What started as a little project with designs on sake dishes ended up exploding into something of a whole other scale. It spread from the designs to a study in scrolls and clay as tapestry. I soon realized that really wasn't what the piece was about, but knew I had to finish making the piece first, and would analyze it later. Upon its completion, I found it was a self-portrait. There is a quote that architects reference, "When architects of old left their schools to begin building the things they designed, they planted ivy along the base of their building, in hopes that as they grew older and hopefully became more skilled artisans, the ivy would grow to cover up their old mistakes." The piece has become about the realization of old mistakes and personal flaws and covering them up. Taking the metaphor of the ivy another step, if it it's allowed to grow and cover the building unchecked, it weakens the structure and it falls apart. Thus, the idea of covering up the mistakes of the self is a self defeating one. One must first realize the act of covering up before one can uncover and fix the mistakes underneath.

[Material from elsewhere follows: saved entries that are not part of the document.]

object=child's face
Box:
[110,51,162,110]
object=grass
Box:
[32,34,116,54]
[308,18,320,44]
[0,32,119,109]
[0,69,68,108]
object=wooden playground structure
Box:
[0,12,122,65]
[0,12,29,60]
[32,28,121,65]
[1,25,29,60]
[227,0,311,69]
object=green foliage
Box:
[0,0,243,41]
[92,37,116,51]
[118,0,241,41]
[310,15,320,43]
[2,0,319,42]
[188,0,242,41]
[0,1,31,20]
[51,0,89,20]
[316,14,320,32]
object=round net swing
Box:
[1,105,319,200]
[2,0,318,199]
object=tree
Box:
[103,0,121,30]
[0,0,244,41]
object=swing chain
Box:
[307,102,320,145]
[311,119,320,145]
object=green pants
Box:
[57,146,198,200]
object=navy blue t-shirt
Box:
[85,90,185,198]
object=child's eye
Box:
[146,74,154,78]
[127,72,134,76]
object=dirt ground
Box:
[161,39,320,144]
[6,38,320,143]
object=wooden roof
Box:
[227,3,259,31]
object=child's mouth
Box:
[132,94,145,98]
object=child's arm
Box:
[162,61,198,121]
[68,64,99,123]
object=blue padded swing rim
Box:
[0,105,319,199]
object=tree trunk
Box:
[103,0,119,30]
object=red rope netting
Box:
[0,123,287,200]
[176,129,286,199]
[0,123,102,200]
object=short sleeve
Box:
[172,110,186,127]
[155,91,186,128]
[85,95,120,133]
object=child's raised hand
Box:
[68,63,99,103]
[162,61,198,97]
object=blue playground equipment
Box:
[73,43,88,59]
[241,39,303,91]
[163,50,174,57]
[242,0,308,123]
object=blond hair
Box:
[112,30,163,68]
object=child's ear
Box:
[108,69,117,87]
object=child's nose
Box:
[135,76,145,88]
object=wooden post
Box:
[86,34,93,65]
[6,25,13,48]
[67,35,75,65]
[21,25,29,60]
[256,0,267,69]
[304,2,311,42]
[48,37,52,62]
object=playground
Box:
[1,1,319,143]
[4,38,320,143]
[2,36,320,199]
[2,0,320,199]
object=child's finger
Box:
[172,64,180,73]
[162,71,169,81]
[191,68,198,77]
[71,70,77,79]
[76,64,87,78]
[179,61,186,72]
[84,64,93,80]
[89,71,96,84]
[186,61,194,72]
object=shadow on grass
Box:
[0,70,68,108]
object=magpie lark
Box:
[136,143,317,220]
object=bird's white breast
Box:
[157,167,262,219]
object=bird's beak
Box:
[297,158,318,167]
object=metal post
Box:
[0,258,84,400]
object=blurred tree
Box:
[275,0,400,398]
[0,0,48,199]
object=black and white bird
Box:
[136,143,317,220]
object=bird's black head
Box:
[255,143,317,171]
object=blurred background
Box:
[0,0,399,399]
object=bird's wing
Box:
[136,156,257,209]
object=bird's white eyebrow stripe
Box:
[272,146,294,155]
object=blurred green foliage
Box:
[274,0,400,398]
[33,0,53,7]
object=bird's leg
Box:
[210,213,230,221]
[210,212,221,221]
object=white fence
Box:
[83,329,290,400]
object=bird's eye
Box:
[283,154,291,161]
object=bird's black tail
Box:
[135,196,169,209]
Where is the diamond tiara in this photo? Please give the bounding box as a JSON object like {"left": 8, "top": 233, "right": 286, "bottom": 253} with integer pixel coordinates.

After four months of working in rural Maine with five other people, you kind of get inside your own head. I have realized certain things about myself since being here that I am growing from. The piece served almost as a mandala in the sense of small things making a larger whole, the time element the the construction of the piece, and meditation on the self and the relationship of the self to the world surrounding. It also left the surprising and delightful shadows on the wall, the tinkling noise when tapped, and the appearance of a simple and meditative piece, regardless of what it has come to mean to me. As Lorna Meaden once said, "No surprise for the maker leaves no surprise for the viewer." This piece was filled with little surprises for me.


I am by no means suggesting I am a flawless person. I am not.

All in all there has not even been a moment to breathe between Worcester, the return home and the preparations for the Port Chester show. It was exciting to return home to empty shelves and wet clay. With other things coming up, I've a week to work wet, three days to fire, glaze, and then fire again, and then the pots are off to Port Chester.

Hoping to see many more of you at the Port Chester Opening March 1st... Peace.

Thursday, January 17, 2008

Sake For Everyone. Forever.



It starts with a night on the wheel in a new place where I didn't feel at home, and thus didn't know what to make. I throw four little sake dishes out of a local Watershed clay, decide I don't want to make anything else until the residency starts, and they sit for a month unfinished. Eventually, they get fired in a salt kiln and I end up making over 800 of them. I actually have no good estimate on how many there actually are, but that I will figure out before the show in Februray.

There are two ways I'm thinking of organizing the hundreds of dishes, and the image above is just one of those ways. In that one, I'm playing with pattern, textiles, and functional clay, all rolled into one. The dishes are going to be sewn together to that they can hang freely in space, so that both "top" and "bottom" of the dishes are visible. Though they'll be hanging, they will be tight enough to still translate the pattern and direction of the design as one cohesive unit. In the other one, I'm playing with the idea of the mandala as a representation of time, meditation, the microcosms and the macrocosms of the universe through the arrangement of a multitude of smaller pieces. Read up on mandalas, they're beautiful things.


These two will be at the Worcester, MA show in February!